Caches trade freshness certainty for cost or latency amortization. The failure mode is seldom “mis-hit ratio bad”—it reads as subtle revenue leaks (stale pricing), silent policy violations (premature ACL artifacts), intermittent bugs that disappear from logs before you correlate them.

Name your layers deliberately

Layer	Typically owns	Primary invalidation knobs
Browser	Private assets	`Cache-Control`, ETag
CDN / Edge	Anonymous GET bodies	TTL, surrogate tags, purge APIs
Reverse proxy	Compression plus micro-cache	keyed routes, timeouts
App server	Aggregated computations	TTL plus events plus manual bust
Data store replicas	Reads behind leaders	replication lag allowances

Skipping explicit ownership breeds cross-team friction: one team purges the proxy while another CDN still serves an old blob.

Stampede control

Thundering herds hit origin when hot keys expire together. Mitigations include probabilistic early refresh, locking or single-flight wrappers, jittered TTLs, and a thin layer of in-process memoization for bursty identical reads.

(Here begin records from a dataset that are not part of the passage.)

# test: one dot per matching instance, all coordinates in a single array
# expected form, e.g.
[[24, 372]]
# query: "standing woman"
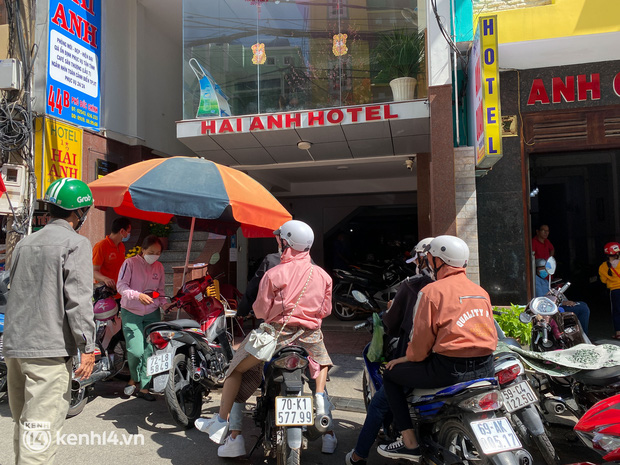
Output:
[[609, 272], [138, 278]]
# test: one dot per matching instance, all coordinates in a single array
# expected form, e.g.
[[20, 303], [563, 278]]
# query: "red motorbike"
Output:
[[599, 429], [190, 356]]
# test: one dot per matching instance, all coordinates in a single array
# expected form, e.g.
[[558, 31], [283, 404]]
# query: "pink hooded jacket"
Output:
[[281, 286]]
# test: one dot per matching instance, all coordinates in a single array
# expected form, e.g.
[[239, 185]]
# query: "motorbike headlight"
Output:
[[483, 402], [291, 362]]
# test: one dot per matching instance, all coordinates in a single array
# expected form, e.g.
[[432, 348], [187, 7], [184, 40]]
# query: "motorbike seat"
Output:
[[455, 388], [173, 324], [600, 377]]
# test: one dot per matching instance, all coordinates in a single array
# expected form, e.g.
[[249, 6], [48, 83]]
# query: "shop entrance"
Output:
[[577, 195]]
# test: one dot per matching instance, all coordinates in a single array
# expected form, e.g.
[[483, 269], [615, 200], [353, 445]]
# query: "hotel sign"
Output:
[[484, 94], [299, 119]]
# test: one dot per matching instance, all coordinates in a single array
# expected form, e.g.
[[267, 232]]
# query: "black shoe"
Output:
[[397, 450], [146, 396]]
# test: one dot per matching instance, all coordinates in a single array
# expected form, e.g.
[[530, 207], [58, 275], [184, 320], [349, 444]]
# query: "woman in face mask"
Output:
[[141, 283], [609, 272]]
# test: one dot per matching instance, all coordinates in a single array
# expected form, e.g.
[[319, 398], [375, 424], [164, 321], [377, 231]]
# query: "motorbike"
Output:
[[379, 288], [462, 423], [190, 356], [552, 330], [599, 429], [285, 413], [521, 404], [110, 351]]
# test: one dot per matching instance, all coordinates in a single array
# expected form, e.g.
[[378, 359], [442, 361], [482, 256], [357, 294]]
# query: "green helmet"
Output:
[[69, 194]]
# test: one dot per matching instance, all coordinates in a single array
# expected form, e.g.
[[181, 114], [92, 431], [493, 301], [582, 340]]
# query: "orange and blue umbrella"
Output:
[[219, 198]]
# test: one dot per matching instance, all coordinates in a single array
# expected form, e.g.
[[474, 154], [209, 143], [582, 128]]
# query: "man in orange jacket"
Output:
[[452, 340]]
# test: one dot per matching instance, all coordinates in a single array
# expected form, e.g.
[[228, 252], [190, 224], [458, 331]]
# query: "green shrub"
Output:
[[510, 324]]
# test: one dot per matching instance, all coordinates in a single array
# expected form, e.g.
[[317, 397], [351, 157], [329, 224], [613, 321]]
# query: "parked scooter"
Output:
[[599, 429], [379, 288], [456, 424], [521, 404], [550, 331], [190, 357], [284, 410], [110, 353]]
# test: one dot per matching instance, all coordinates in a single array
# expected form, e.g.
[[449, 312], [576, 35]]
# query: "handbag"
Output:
[[262, 342]]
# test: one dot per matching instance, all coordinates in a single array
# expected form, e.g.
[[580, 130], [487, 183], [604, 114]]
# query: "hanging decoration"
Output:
[[259, 55], [340, 45]]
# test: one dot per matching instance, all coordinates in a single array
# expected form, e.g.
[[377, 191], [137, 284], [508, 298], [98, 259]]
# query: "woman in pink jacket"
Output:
[[279, 302], [138, 279]]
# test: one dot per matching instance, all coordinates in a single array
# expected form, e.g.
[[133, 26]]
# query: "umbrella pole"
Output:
[[189, 249]]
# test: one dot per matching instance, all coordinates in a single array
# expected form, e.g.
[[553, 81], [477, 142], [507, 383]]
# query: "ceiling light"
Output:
[[304, 145]]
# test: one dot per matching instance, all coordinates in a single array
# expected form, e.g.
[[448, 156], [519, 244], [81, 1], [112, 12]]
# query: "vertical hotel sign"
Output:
[[73, 68], [486, 98], [59, 152]]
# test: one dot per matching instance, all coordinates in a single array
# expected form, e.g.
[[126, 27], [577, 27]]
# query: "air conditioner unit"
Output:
[[14, 177]]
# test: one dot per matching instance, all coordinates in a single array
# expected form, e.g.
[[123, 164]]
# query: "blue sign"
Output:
[[73, 67]]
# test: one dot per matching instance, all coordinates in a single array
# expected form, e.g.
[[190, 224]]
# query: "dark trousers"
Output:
[[435, 371]]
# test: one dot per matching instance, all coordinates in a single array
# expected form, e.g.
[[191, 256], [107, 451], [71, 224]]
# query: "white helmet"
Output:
[[420, 248], [452, 250], [297, 234]]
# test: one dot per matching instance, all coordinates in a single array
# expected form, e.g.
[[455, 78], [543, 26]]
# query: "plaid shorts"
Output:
[[309, 339]]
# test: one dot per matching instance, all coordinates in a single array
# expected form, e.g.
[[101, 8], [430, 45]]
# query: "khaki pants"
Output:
[[39, 395]]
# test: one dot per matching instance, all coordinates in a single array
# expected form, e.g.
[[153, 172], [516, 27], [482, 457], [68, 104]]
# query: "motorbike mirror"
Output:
[[543, 306], [360, 297]]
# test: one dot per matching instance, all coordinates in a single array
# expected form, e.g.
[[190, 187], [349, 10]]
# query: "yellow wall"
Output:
[[564, 18]]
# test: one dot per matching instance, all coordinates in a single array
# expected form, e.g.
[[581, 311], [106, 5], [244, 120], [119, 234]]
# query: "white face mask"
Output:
[[150, 259]]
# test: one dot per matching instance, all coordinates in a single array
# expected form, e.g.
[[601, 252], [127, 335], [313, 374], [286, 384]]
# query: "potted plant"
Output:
[[399, 55], [162, 231]]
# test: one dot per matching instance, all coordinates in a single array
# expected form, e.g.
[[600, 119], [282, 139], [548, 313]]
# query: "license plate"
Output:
[[495, 435], [294, 411], [158, 363], [518, 396]]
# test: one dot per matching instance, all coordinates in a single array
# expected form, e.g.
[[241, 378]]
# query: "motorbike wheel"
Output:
[[79, 399], [344, 312], [462, 443], [183, 395], [284, 454], [546, 449]]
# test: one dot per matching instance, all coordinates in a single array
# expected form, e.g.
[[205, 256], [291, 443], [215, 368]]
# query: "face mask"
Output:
[[150, 259]]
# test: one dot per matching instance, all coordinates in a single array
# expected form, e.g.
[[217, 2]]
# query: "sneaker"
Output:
[[329, 443], [129, 389], [397, 450], [349, 459], [323, 404], [232, 447], [214, 427]]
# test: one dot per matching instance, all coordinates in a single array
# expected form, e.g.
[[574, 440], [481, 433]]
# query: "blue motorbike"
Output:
[[460, 424]]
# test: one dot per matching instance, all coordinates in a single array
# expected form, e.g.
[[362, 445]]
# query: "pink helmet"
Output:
[[612, 248], [105, 309]]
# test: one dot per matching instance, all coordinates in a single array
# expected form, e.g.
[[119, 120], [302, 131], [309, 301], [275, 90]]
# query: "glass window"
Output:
[[261, 56]]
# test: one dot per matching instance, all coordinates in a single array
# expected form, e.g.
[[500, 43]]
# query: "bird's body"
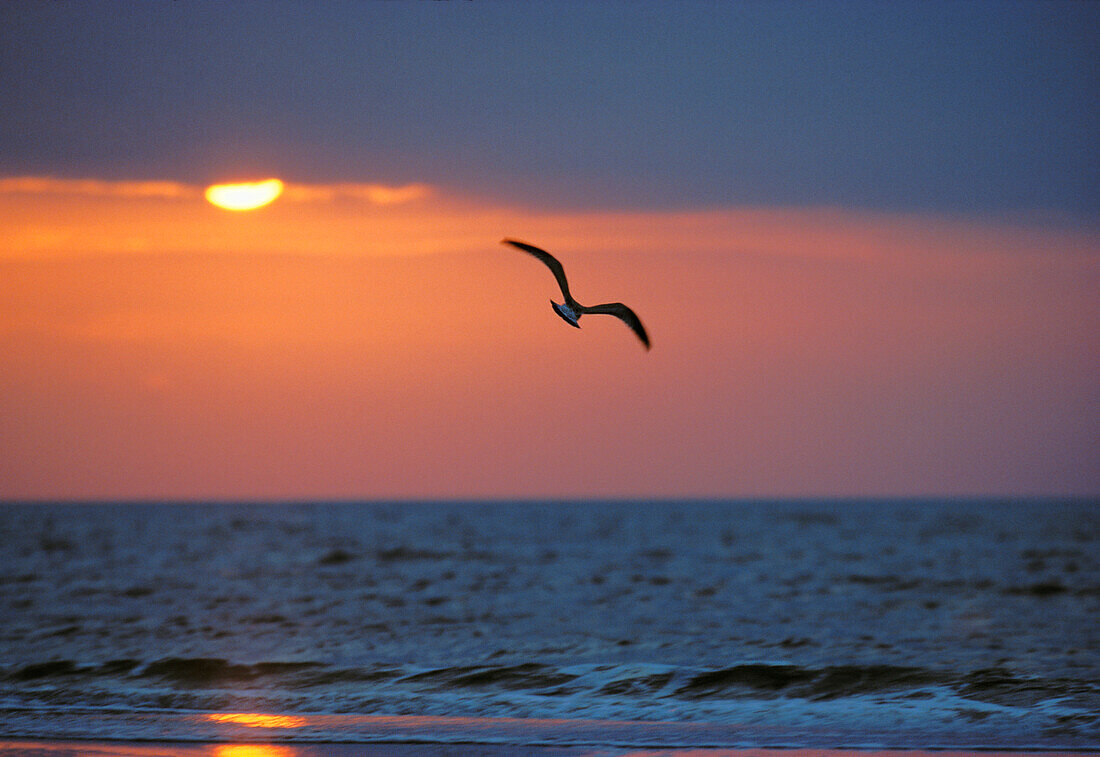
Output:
[[571, 310]]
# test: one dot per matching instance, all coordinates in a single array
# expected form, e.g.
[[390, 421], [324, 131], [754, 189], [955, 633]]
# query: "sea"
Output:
[[902, 624]]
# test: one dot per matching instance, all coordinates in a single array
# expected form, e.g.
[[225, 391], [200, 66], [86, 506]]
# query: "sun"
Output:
[[248, 196]]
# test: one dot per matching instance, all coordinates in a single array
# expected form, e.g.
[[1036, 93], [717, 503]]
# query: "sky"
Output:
[[864, 238]]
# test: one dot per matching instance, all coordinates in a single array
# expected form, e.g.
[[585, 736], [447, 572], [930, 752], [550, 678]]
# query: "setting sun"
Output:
[[248, 196]]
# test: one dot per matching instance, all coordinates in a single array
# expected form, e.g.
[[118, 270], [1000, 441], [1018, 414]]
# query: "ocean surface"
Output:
[[892, 624]]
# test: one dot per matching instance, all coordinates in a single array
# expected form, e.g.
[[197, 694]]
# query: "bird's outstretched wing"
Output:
[[551, 262], [624, 314]]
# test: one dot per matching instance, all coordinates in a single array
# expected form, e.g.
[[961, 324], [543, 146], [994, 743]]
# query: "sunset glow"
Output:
[[254, 720], [248, 196]]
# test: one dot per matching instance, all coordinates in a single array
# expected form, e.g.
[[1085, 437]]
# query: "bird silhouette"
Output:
[[571, 310]]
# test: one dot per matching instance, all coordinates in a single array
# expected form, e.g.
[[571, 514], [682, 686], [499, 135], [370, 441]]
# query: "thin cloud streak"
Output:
[[43, 217]]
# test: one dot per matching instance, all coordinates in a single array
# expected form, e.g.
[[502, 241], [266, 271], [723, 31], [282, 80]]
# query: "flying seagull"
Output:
[[571, 310]]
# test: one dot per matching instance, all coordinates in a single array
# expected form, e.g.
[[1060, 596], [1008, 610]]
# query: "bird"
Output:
[[571, 310]]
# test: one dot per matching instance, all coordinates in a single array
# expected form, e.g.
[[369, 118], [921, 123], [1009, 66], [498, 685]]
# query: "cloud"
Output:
[[48, 185], [375, 194]]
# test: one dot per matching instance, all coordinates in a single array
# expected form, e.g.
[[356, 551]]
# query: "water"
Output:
[[805, 623]]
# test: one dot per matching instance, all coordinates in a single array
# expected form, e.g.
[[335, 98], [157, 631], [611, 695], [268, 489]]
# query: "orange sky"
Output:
[[370, 341]]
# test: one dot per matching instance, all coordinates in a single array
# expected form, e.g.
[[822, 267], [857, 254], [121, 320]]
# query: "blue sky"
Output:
[[958, 107]]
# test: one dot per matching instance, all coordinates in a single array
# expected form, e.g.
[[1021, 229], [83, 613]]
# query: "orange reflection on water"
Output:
[[253, 750], [254, 720]]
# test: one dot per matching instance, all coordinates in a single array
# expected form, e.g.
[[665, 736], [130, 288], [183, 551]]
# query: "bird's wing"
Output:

Raw hit-rate without context can lie. Cheap static assets tolerate low hit ratios; authoritative pricing reads do not.

Domain-aligned keys

Use version namespaces inside keys (pricing:v2026-03-01), include tenant identifiers, and avoid accidental cross-tenant reuse.

Prefer explicit event-driven eviction (publish “invalidate X” after writes) instead of guessing a global TTL and hoping the business agrees.

Observability

Measure origin offload, how often stale data is explicitly served under policy, and eviction latency—not vanity counters alone. Tie spikes to deploys; partial rollouts often break warming assumptions.

Document staleness budgets in runbooks—for example “search index may lag writes by up to 60s”—so incidents inherit memory instead of improvisation.

Caching is a product decision encoded in infrastructure. Treat it that way.